Но оказывается, точно так же незаметно привык он и к мысли о неизбежной смерти, потому что неожиданно для него самого при известии о помиловании коротко взыграла в сердце досада на то, что снова приходится жить, что снова до неопределенных времен отложено окончательное объяснение.
Да, да, да, Казимир Бляхъ, по прозвищу Живодер, особым совещанием приговоренный к расстрелу, все эти дни подспудно готовился к смерти и к какому-то, как он сам определил для себя, окончательному объяснению.
И каким-то образом именно это предстоящее окончательное объяснение пугало и тревожило его в последние дни гораздо больше, нежели сама смерть, которая казалась теперь всего лишь пустой формальностью, всего лишь необходимой дежурной процедурой перед чем-то неотвратимым, превышающим всякое человеческое представление……

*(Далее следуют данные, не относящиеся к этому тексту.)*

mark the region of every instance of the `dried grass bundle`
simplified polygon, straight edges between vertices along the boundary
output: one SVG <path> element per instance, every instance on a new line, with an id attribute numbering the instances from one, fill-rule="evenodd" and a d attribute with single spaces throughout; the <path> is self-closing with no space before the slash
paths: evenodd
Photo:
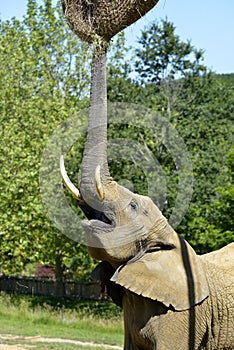
<path id="1" fill-rule="evenodd" d="M 70 28 L 81 40 L 108 42 L 151 10 L 158 0 L 62 0 Z"/>

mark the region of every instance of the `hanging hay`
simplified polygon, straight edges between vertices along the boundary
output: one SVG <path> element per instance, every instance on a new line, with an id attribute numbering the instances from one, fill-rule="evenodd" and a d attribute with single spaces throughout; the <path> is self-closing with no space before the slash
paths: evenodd
<path id="1" fill-rule="evenodd" d="M 109 41 L 115 34 L 151 10 L 158 0 L 62 0 L 70 28 L 81 40 L 99 37 Z"/>

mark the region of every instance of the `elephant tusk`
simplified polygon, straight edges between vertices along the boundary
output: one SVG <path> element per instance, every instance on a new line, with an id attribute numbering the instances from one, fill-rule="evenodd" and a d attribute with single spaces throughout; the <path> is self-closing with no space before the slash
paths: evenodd
<path id="1" fill-rule="evenodd" d="M 102 187 L 102 182 L 101 182 L 101 167 L 98 165 L 95 170 L 95 187 L 98 193 L 98 196 L 101 200 L 105 198 L 105 194 L 103 191 Z"/>
<path id="2" fill-rule="evenodd" d="M 73 183 L 71 182 L 71 180 L 69 179 L 65 166 L 64 166 L 64 158 L 63 156 L 60 157 L 60 172 L 64 181 L 65 186 L 67 187 L 67 189 L 71 192 L 71 194 L 78 200 L 81 200 L 81 194 L 79 189 L 73 185 Z"/>

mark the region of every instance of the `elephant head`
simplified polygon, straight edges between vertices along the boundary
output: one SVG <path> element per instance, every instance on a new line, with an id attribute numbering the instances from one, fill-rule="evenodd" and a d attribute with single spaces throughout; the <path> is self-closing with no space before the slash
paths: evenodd
<path id="1" fill-rule="evenodd" d="M 105 47 L 99 47 L 92 62 L 89 124 L 79 189 L 68 179 L 63 160 L 62 176 L 86 214 L 83 227 L 90 255 L 117 268 L 113 280 L 121 286 L 183 310 L 207 297 L 206 277 L 199 257 L 153 201 L 120 186 L 110 176 L 105 59 Z"/>

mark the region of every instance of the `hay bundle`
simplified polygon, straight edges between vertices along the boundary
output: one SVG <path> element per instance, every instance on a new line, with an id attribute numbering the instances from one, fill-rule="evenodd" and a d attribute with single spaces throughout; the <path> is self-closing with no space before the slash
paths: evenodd
<path id="1" fill-rule="evenodd" d="M 70 28 L 89 43 L 109 41 L 151 10 L 158 0 L 62 0 Z"/>

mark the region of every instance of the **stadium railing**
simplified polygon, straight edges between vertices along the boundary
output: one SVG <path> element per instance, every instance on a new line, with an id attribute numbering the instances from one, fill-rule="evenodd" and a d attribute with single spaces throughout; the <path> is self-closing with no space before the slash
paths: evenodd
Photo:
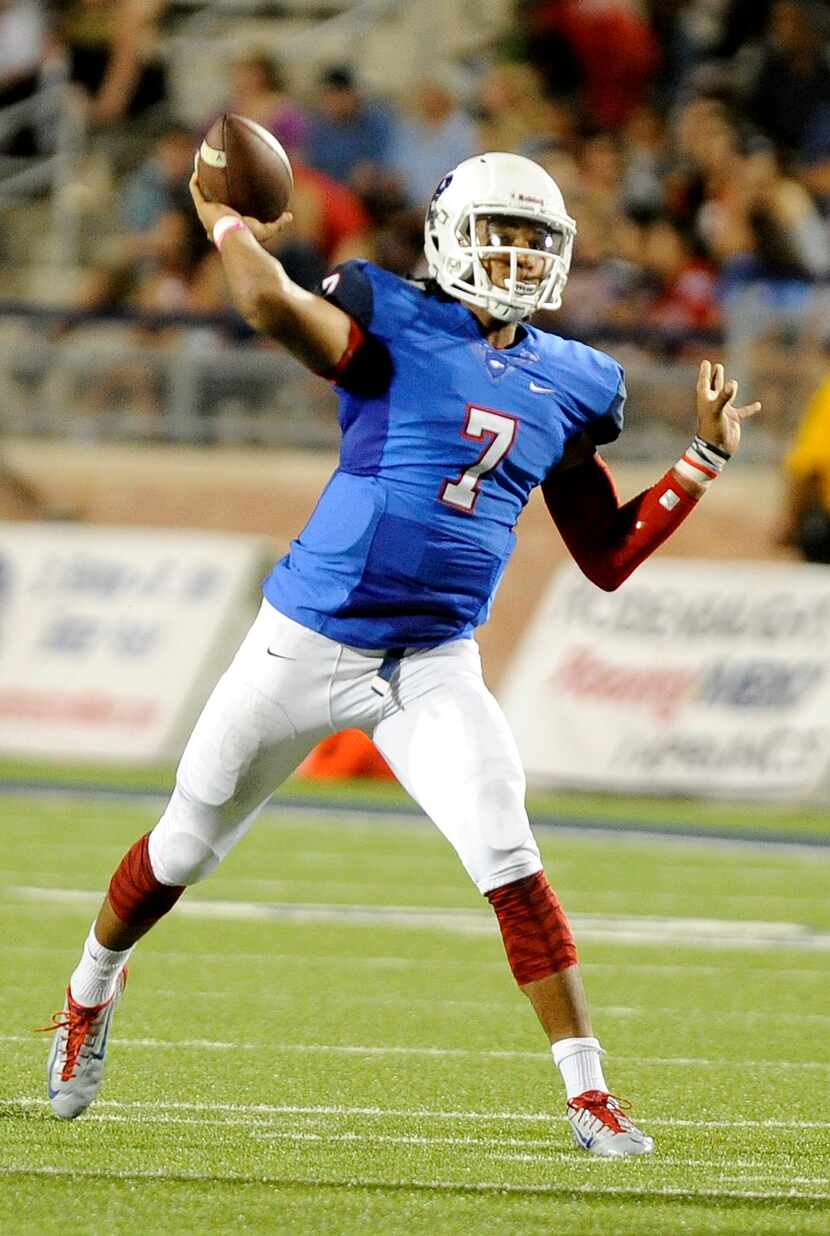
<path id="1" fill-rule="evenodd" d="M 20 103 L 0 110 L 0 144 L 31 129 L 38 152 L 31 157 L 0 155 L 0 209 L 47 192 L 51 202 L 49 256 L 53 265 L 78 264 L 80 215 L 70 191 L 85 147 L 85 127 L 72 106 L 66 65 L 44 72 L 40 88 Z"/>
<path id="2" fill-rule="evenodd" d="M 727 356 L 717 332 L 682 337 L 598 327 L 586 342 L 623 363 L 630 398 L 619 458 L 682 450 L 701 356 Z M 820 353 L 757 351 L 745 388 L 764 402 L 743 461 L 777 462 L 826 372 Z M 334 447 L 336 399 L 232 313 L 68 311 L 0 301 L 0 433 Z"/>

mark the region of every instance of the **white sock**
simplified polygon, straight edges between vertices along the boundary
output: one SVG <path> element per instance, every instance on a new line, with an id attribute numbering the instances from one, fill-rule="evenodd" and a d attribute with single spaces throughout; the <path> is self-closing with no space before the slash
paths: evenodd
<path id="1" fill-rule="evenodd" d="M 103 944 L 98 943 L 93 923 L 84 944 L 81 960 L 69 980 L 72 999 L 87 1007 L 103 1004 L 109 1000 L 115 991 L 116 979 L 132 951 L 131 948 L 125 948 L 121 952 L 104 948 Z"/>
<path id="2" fill-rule="evenodd" d="M 559 1039 L 551 1044 L 551 1052 L 569 1099 L 584 1094 L 586 1090 L 608 1093 L 600 1059 L 605 1052 L 599 1045 L 599 1039 Z"/>

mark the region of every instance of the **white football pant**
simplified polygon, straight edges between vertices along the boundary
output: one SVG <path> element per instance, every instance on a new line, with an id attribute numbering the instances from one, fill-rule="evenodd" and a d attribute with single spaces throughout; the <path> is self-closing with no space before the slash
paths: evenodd
<path id="1" fill-rule="evenodd" d="M 382 660 L 263 602 L 196 722 L 150 836 L 156 878 L 204 879 L 308 752 L 352 728 L 374 739 L 482 893 L 541 870 L 519 753 L 475 641 L 405 656 L 385 695 L 372 688 Z"/>

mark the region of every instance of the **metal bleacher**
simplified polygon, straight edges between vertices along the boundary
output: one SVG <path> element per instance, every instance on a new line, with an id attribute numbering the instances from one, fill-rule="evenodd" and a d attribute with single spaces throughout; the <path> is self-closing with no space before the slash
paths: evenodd
<path id="1" fill-rule="evenodd" d="M 218 110 L 225 63 L 252 47 L 280 56 L 300 97 L 322 65 L 348 61 L 371 89 L 402 98 L 418 75 L 479 55 L 510 8 L 509 0 L 171 0 L 172 111 L 195 124 Z M 0 112 L 0 141 L 32 124 L 47 134 L 42 153 L 0 157 L 0 434 L 333 444 L 328 386 L 279 350 L 240 340 L 238 322 L 67 313 L 81 259 L 112 228 L 107 138 L 96 146 L 84 132 L 59 66 L 33 99 Z M 164 346 L 148 346 L 153 331 Z M 621 449 L 647 457 L 682 447 L 694 353 L 601 324 L 590 341 L 626 365 L 633 398 Z M 823 374 L 816 351 L 769 355 L 766 370 L 753 368 L 765 415 L 742 452 L 747 461 L 780 457 Z M 750 363 L 737 358 L 738 371 Z"/>

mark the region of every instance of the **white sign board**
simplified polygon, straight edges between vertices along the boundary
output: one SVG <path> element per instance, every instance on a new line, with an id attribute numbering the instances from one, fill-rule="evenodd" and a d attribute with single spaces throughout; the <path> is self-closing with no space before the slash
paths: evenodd
<path id="1" fill-rule="evenodd" d="M 830 568 L 648 562 L 553 579 L 501 700 L 536 782 L 807 798 L 830 769 Z"/>
<path id="2" fill-rule="evenodd" d="M 252 536 L 0 524 L 0 752 L 177 755 L 265 552 Z"/>

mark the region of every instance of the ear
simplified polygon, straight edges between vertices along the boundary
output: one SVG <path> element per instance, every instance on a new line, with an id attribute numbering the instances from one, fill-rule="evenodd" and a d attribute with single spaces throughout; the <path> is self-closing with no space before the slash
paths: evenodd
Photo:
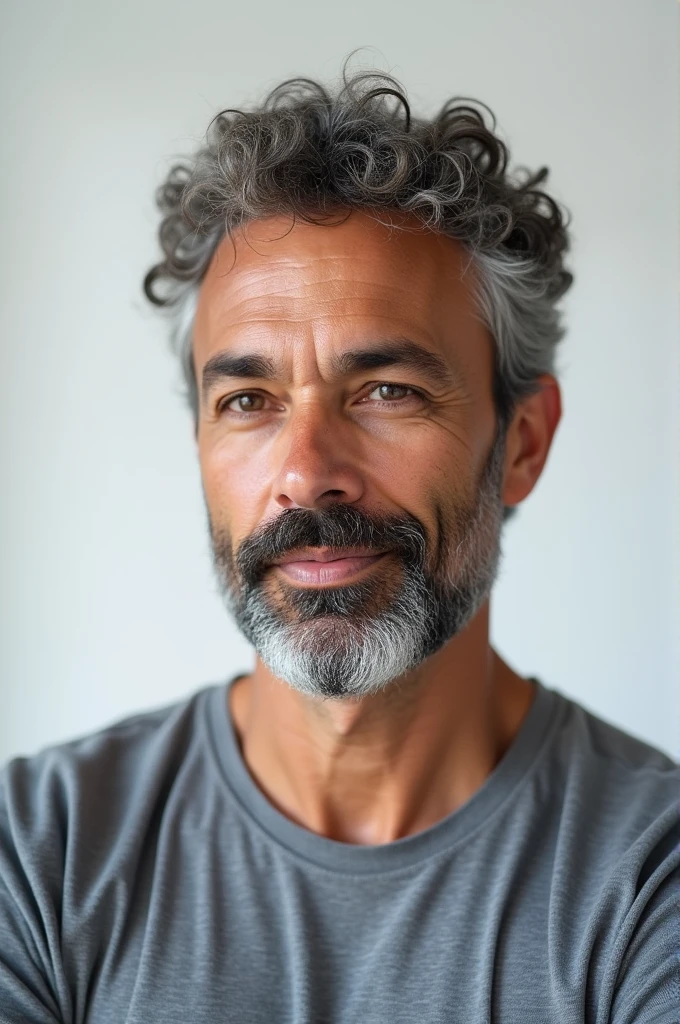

По ночам было особенно худо. По ночам ему мерещилось, что сама вечность подступала к нему и, неподвижно склоняясь над его нарами, ощупывала лицо своими ледяными, слепыми пальцами, узнавала… Это была не та игрушечная уютная вечность, в которой хранятся какие-то личные дела и канцелярские документы, это была настоящая, жуткая, не вмещающаяся в человеческие мозги Вечность. Она гипнотизировала, подавляла, завораживала. Перед ее безжалостным величием вся предыдущая тридцатипятилетняя жизнь Казимира Бляха казалась пустой, ничтожной, пошлой, и не находилось в ней ничего, что годилось бы для предъявления в свое оправдание при окончательном объяснении.
Теперь же, когда новость подтвердилась, вечность вдруг потеряла всю свою бездонную глубину и значительность, свернулась и опала с тихим шорохом, как пыльная театральная декорация с грубо намалеванным пылающим космосом.
На сегодня все отменяется! Вот так.
«Довольно, — приказал Бляхъ сам себе. — Пора возвращаться…»
Пора возвращаться к обыкновенным и докучным хлопотам жизни. Ибо жизнь — это прежде всего мелочные заботы, неприятности, стычки, доносы, озлобления, скука и прочая маета… Не раз в прежние времена, заглядевшись в ночное окно, думал он о том, что если изъять, к примеру, из жизни все неприятное, обременительное, досадное, вроде стояния в очередях, споров с женой, разносов начальства, серых похмельных рассветов, писания скучных служебных отчетов, зубной боли, то настоящей радостной и полноценной жизни остается очень и очень короткий обрезок.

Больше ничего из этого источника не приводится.